Personal luxury goods sales are “slowing down but not collapsing,” according to a consulting research by Bain & Co. Sales of personal luxury items, which fell to US $ 419 billion in 2024, are expected to decline by an additional 2% to 5% this year, according to the report, which cited concerns that geopolitical tensions and US tariffs could cause economic slowdowns.
Luxury firms have alienated consumers with a persistent crises of inventiveness and steep price increases, in addition to external challenges, according to Bain. Recent Italian investigations that exposed sweatshop conditions in subcontractors producing luxury handbags have also frightened off buyers.
According to the study, sales in two major markets—China and the United States—are declining dramatically. In the US, consumer confidence has been undermined by market volatility brought on by tariffs. China’s economy has shrunk for six quarters due to low consumer confidence. Southeast Asia, Latin America, and the Middle East are all expanding. The study found that the majority of Europe is showing flat growth.
This has led to a stark contrast between companies that continue to see strong creative and earnings growth, like the Prada Group, which reported a 13% increase in revenue to 1.34 billion euros in the first quarter, and companies like Gucci, whose revenue fell 24% to 1.6 billion euros during the same time period.

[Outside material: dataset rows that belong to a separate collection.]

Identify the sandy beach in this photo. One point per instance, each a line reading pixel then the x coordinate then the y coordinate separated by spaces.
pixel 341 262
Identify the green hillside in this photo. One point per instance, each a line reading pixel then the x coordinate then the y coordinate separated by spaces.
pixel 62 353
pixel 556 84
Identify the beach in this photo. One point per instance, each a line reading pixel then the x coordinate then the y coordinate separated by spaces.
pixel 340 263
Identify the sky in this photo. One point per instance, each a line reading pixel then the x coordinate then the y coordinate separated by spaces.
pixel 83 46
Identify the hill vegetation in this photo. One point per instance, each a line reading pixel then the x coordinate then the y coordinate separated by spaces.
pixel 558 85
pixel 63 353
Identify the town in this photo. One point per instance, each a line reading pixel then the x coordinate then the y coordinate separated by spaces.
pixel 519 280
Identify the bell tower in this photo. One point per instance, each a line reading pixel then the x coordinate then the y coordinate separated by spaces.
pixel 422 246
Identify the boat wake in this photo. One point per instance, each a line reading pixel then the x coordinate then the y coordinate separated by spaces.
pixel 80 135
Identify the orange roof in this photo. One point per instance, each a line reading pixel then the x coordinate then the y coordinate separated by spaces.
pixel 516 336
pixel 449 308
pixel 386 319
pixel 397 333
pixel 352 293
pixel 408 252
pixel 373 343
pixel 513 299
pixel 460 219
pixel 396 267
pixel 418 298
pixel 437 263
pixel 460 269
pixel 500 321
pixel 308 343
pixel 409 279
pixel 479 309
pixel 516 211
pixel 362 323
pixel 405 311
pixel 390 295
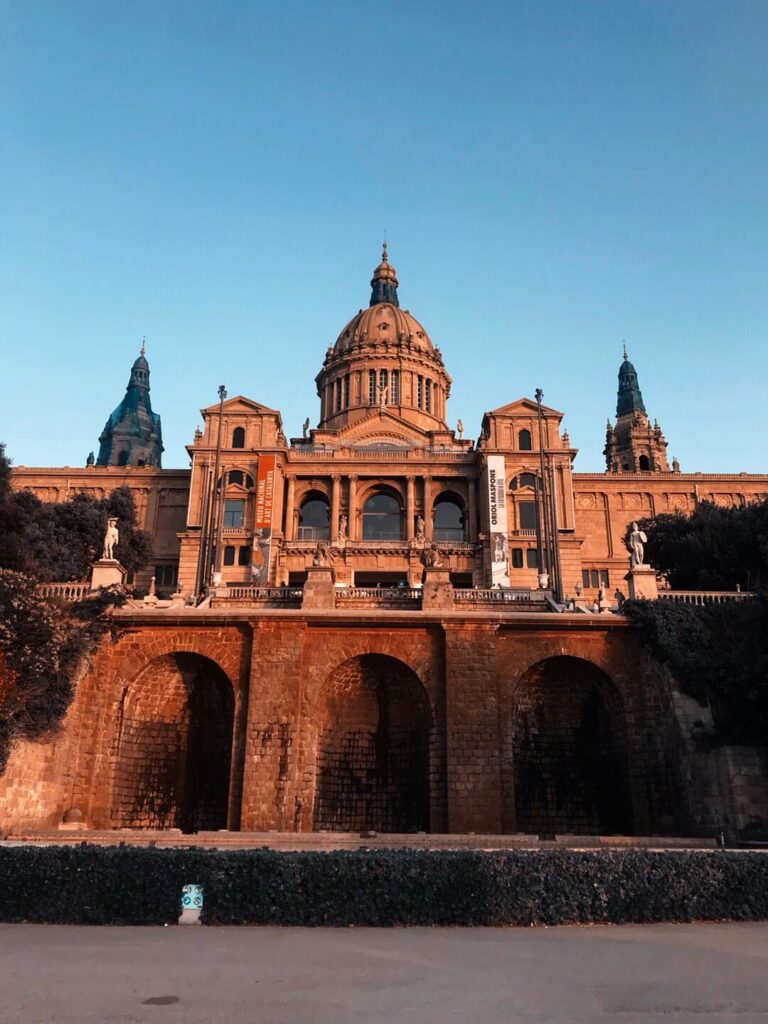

In an attempt to turn things around, Gucci’s owner Kering this week brought in Luca De Meo, a former Renault CEO and Italian automotive executive. The decision coincides with the hiring of new creative directors for Gucci, Balenciaga, and Bottega Veneta, three of its brands.
Following the announcement of the appointment, Kering’s stock jumped 12%. D’Arpizio highlighted his experience as marketing director at Volkswagen and Fiat, as well as his ability to convert the French automaker Renault back to profitability.
Additionally, brands are adapting to lessen the effects of potential U.S. tariffs. These include cutting back on inventory in retailers and shipping straight from manufacturing locations rather than warehouses.
Matteo Lunelli, president of the Italian luxury brand group Altagamma, emphasised that the industry saw a 28% total rise from 2019 to 2024, “placing us well above pre-pandemic levels.” Despite being vulnerable to world events, luxury spending has a history of recovering quickly thanks to new markets and pent-up demand.